七三、韻鏡の刊行


 既に韻鏡の發見を敍し又其の古注を録す、今や其の刊行に及ぶも亦自然だらう。享祿戊子即ち元年(二一八八)その發見よりも約二百四十年後に當時海外貿易を以て一時の盛をうたはれた堺で出版せられた。
 經籍訪古志に
韻鏡一卷享祿戊子覆宋本
首に紹異辛巳張麟之の識語あり又嘉泰三年麟之の序あり、次に調韻指徴・三十六字母歸納助紐字、歸字例、横呼韻、(こゝに上聲去音字を脱す)五音清濁、四聲定位、列圍ありて末に韻鑑序列終と題し、次に本文内轉第一より第四十三に至る。識語の後に慶元丁巳重刋の木記あり。卷末に享祿戊子清原朝臣宣賢の跋ありて泉南宗仲論師の鏤梓始末を謂ふ。聞く又永祿刋本ありと未見
と有る物で明治以後は木村正辭博士と東京帝國大學國語研究室とに各々一本を藏せられたと聞くが、博士のは何處に傳はつたか不明となり、研究室のは大正十二年の震火災に亡びた。
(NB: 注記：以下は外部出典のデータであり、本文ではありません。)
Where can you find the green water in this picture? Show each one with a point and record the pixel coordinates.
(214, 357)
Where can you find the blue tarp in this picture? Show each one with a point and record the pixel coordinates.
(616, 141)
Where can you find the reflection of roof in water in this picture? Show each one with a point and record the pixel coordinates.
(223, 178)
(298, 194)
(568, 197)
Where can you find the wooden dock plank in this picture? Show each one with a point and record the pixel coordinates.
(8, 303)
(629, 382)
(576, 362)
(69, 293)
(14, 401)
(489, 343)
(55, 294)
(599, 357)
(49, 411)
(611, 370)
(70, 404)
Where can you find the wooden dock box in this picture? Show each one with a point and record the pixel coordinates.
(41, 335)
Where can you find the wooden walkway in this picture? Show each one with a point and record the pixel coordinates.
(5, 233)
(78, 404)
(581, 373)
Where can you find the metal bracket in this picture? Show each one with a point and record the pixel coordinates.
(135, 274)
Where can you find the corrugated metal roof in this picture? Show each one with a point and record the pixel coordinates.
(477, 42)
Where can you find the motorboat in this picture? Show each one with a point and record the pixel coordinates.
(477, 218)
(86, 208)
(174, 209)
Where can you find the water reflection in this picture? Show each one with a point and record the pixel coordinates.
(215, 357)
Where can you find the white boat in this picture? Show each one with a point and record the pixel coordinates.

 この跋の泉南宗仲論師を普通には「泉南ノ宗仲論師」と讀んだが、岡本況齋は韻鏡考に於て
宗仲ト云人有ルニ非ズ。和泉大鳥郡ニ南宗寺ト云寺アリ、其頃ハ等ニハアラデ庵主ナリ、其庵主ニ仲論師ト云ブガ有ルナリ。
と正した。此は當時通人の説だったと見えて増島蘭園の隨筆も同意見だ。所が近年堺の光明院(南宗寺とは全く別)の寺中の普門院に宗仲といふ僧が居って、三條西實隆がこの人にあてゝ新板の韻鏡一本を懇望した文書が發見ぜられたので南宗とは續けてならす、宗仲は切りてはならぬことゝ定まった。尤も普門院の事は夙に知られたので寶暦七年に成った全界詳志に
徃年光明院の枝院の普門院主韻鑑年代記の二書印板せし由、其頃西三條實隆卿より來書に其事あり、何れの本なりや未詳云々
と有るを黒川春村の音韻考證にも引いて居る。實隆は天文六年(二一九七)に歿し、二條家再興と云はれた逍遙院堯空で、後柏原天皇踐祚の時本願寺主に説きて即位式の資を獻ぜしめ、又親ら史記百三十卷を寫されたので有名な人(大正四年贈從一位)。
 永祿本は徃々世に存し、古逸叢書にも刊入せられたが、揚守敬は日本訪書志に於て
韻鏡 一卷
其の書撰人の名氏を著さず。紹興辛巳張麟之其の本を得て別に之が序列を爲りて之を刋す。初名は指微韻鏡。嘉泰三年に逮んで麟之又重ねて之が序を爲る、蓋し即ち鄭樵の七音略に七音韻鑑といふ所のものならん。是宋代に已に三刋を經たるに何故に元明以來遂に傳本なくして著録皆之に及ばざるかを知らす。日本享祿戊子清原諸傳鈔本を合せて重刋して頗る更改ありしかば、永祿七年のに又得慶元丁巳所刋原本重校之始還其奮と云ふ。共の書直に十六等(平上去入各四)を列ねて大致は切韻指掌圖、四聲等子と略何じく簡にして漏さず詳にして雜ならず、等韻書中にて最善本と稱す云々
と云って居る。蓋し揚の云った七音韻鑑は通志略の中に收められて居るもので、此と趣を同じうせるものの、同一とは云はれぬ。